[Geoserver-devel] Adding format parameters to WFS GetFeature

Hi,
so I have this request to allow specification of the encoding for the
shapefiles we produce, and I would like to discuss the how with the other devs.

The problem boils down to the shapefile data store using the default
language for encoding shapefiles, and this may not be any good to
encode the shapefile. For example, the platform may be
setup to use UTF-8, but if you need to encode any non ASCII character
that would create a shapefile that very few software can use.

For chinese you'll need to encode it in GB2312, for any european
language in ISO-8859-15, and so on. Depending on the server, you may
have to serve data in various languages. And nothing prevents one
from setting up a server that needs to encode different shapefiles
in different languages.

So we'd need a parameter telling the encoder which charset to use.
I was thinking to port format_options handling to WFS. Opinions?

The main issue I'm seeing is the request object, GetFeatureType, is derived from an EMF model, so we'd need to change the ecore and regenerate the model (hoping the current EMF is backwards compatible,
the current model was generated before Eclipse 3.4).

Suggestions?
Cheers
Andrea

--
Andrea Aime
OpenGeo - http://opengeo.org
Expert service straight from the developers.

Hi Andrea,

porting format_options seems good, as long as its advertised in the caps.
BTW, regenerating the code from the emf model in 3.4 _seems to be_ backwards
compatible.
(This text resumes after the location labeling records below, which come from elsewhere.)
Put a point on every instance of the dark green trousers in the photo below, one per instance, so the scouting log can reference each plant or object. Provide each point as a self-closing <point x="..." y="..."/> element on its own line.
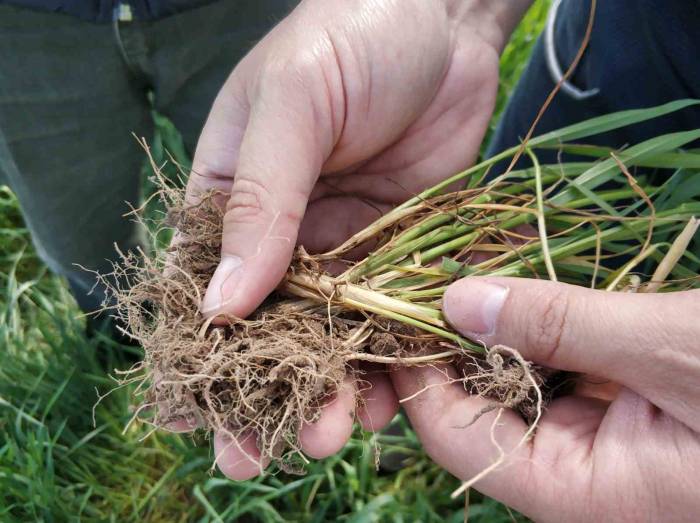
<point x="72" y="93"/>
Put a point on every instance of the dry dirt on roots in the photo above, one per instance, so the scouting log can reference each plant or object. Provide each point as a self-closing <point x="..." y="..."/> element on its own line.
<point x="268" y="374"/>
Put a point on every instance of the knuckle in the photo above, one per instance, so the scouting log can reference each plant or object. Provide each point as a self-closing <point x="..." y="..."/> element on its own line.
<point x="251" y="201"/>
<point x="248" y="201"/>
<point x="549" y="319"/>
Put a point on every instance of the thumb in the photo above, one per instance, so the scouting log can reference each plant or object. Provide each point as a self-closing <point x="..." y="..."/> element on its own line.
<point x="647" y="342"/>
<point x="278" y="163"/>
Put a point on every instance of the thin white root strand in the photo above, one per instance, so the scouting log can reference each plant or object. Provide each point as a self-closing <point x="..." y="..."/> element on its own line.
<point x="526" y="437"/>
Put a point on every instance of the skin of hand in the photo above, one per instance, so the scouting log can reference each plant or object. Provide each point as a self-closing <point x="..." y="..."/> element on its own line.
<point x="344" y="109"/>
<point x="634" y="456"/>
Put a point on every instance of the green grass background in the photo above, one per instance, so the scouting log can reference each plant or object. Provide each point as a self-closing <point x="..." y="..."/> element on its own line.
<point x="57" y="465"/>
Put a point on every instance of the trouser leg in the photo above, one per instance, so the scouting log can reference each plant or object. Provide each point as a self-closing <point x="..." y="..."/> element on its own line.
<point x="195" y="51"/>
<point x="68" y="105"/>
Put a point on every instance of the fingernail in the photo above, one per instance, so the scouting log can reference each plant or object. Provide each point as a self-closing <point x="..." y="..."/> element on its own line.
<point x="221" y="286"/>
<point x="472" y="306"/>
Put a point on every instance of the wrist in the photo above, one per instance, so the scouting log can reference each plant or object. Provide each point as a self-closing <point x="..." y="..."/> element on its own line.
<point x="494" y="20"/>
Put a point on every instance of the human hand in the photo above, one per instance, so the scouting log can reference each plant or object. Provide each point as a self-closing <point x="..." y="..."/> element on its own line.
<point x="379" y="97"/>
<point x="635" y="457"/>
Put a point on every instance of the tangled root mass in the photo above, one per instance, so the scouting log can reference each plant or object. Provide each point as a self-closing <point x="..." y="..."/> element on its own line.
<point x="266" y="375"/>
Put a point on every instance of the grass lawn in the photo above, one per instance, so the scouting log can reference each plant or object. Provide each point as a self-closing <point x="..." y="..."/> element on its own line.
<point x="57" y="464"/>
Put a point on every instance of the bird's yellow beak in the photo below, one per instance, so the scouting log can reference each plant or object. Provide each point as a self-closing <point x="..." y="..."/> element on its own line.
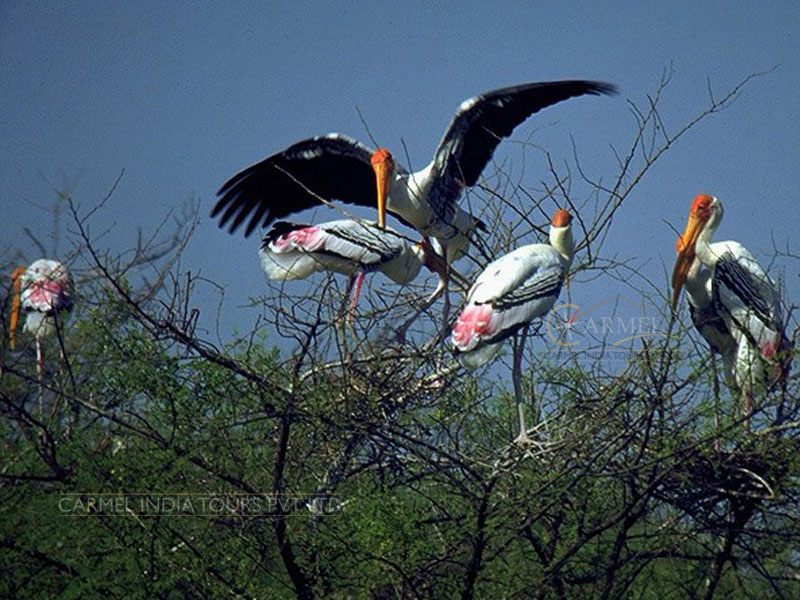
<point x="686" y="254"/>
<point x="383" y="165"/>
<point x="16" y="279"/>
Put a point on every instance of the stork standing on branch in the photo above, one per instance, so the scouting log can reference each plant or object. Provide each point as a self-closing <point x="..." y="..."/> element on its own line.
<point x="295" y="251"/>
<point x="511" y="292"/>
<point x="43" y="291"/>
<point x="733" y="303"/>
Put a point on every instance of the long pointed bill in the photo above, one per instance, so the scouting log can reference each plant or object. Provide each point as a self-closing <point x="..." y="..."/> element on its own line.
<point x="686" y="254"/>
<point x="16" y="279"/>
<point x="383" y="165"/>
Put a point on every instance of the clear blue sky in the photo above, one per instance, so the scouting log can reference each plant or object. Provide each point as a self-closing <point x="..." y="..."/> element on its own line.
<point x="181" y="95"/>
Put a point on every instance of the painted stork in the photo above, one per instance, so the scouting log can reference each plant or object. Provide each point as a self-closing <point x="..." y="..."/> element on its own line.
<point x="337" y="167"/>
<point x="511" y="292"/>
<point x="295" y="251"/>
<point x="43" y="291"/>
<point x="733" y="303"/>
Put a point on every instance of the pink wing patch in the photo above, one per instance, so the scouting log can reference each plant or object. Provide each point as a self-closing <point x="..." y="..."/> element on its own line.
<point x="474" y="322"/>
<point x="308" y="239"/>
<point x="45" y="295"/>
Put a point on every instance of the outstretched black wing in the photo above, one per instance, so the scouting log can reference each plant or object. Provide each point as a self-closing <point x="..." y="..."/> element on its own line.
<point x="482" y="122"/>
<point x="331" y="167"/>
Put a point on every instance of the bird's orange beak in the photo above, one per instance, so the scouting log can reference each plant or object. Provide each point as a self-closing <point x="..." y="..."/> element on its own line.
<point x="383" y="165"/>
<point x="16" y="279"/>
<point x="686" y="252"/>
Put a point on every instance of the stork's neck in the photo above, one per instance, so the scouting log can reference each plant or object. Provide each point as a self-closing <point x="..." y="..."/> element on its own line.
<point x="698" y="287"/>
<point x="702" y="248"/>
<point x="561" y="240"/>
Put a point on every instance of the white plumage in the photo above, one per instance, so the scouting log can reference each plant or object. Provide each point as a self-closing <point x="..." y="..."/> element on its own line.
<point x="337" y="167"/>
<point x="43" y="291"/>
<point x="727" y="281"/>
<point x="295" y="251"/>
<point x="511" y="292"/>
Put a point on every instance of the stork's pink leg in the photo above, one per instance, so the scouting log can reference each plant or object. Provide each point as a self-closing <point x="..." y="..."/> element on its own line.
<point x="522" y="439"/>
<point x="359" y="281"/>
<point x="40" y="373"/>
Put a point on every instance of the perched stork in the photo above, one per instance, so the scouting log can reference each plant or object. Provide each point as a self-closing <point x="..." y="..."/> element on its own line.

At least I had no problem with it doing so for the wfs and ows
bindings in geotools trunk.
Gabriel

On Tuesday 18 November 2008 12:12:10 pm Andrea Aime wrote:

Hi,
so I have this request to allow specification of the encoding for the
shapefiles we produce, and I would like to discuss the how with the
other devs.

The problem boils down to the shapefile data store using the default
language for encoding shapefiles, and this may not be any good to
encode the shapefile. For example, the platform may be
setup to use UTF-8, but if you need to encode any non ASCII character
that would create a shapefile that very few software can use.

For chinese you'll need to encode it in GB2312, for any european
language in ISO-8859-15, and so on. Depending on the server, you may
have to serve data in various languages. And nothing prevents one
from setting up a server that needs to encode different shapefiles
in different languages.

So we'd need a parameter telling the encoder which charset to use.
I was thinking to port format_options handling to WFS. Opinions?

The main issue I'm seeing is the request object, GetFeatureType, is
derived from an EMF model, so we'd need to change the ecore and
regenerate the model (hoping the current EMF is backwards compatible,
the current model was generated before Eclipse 3.4).

Suggestions?
Cheers
Andrea

Gabriel Roldan ha scritto:

Hi Andrea,

porting format_options seems good, as long as its advertised in the caps.

Gah, more work. Afaik we're not advertising a single extra param in the
caps, not in WFS, nor in WMS.

BTW, regenerating the code from the emf model in 3.4 _seems to be_ backwards compatible. At least I had no problem with it doing so for the wfs and ows bindings in geotools trunk.

Cool, this time we got lucky (I asked because last time with WCS 1.1 we
had to redo the models, there were changes in the base classes).

Cheers
Andrea

--
Andrea Aime
OpenGeo - http://opengeo.org
Expert service straight from the developers.

Sounds like a good idea. One question though. Do we plan to support this via POST requests? Adding extensions via GET is easy enough but once you start doing it with xml you have to worry about schemas and what not... it can get messy.

About the model, it should be backwards compatible. Part of the emf model specifies a "compatibility" version, so as long as its set properly there should be no problems. I just did a quick test regenerating the GetFeatureType interface and impl class and no problems.

-Justin

Andrea Aime wrote:

Hi,
so I have this request to allow specification of the encoding for the
shapefiles we produce, and I would like to discuss the how with the other devs.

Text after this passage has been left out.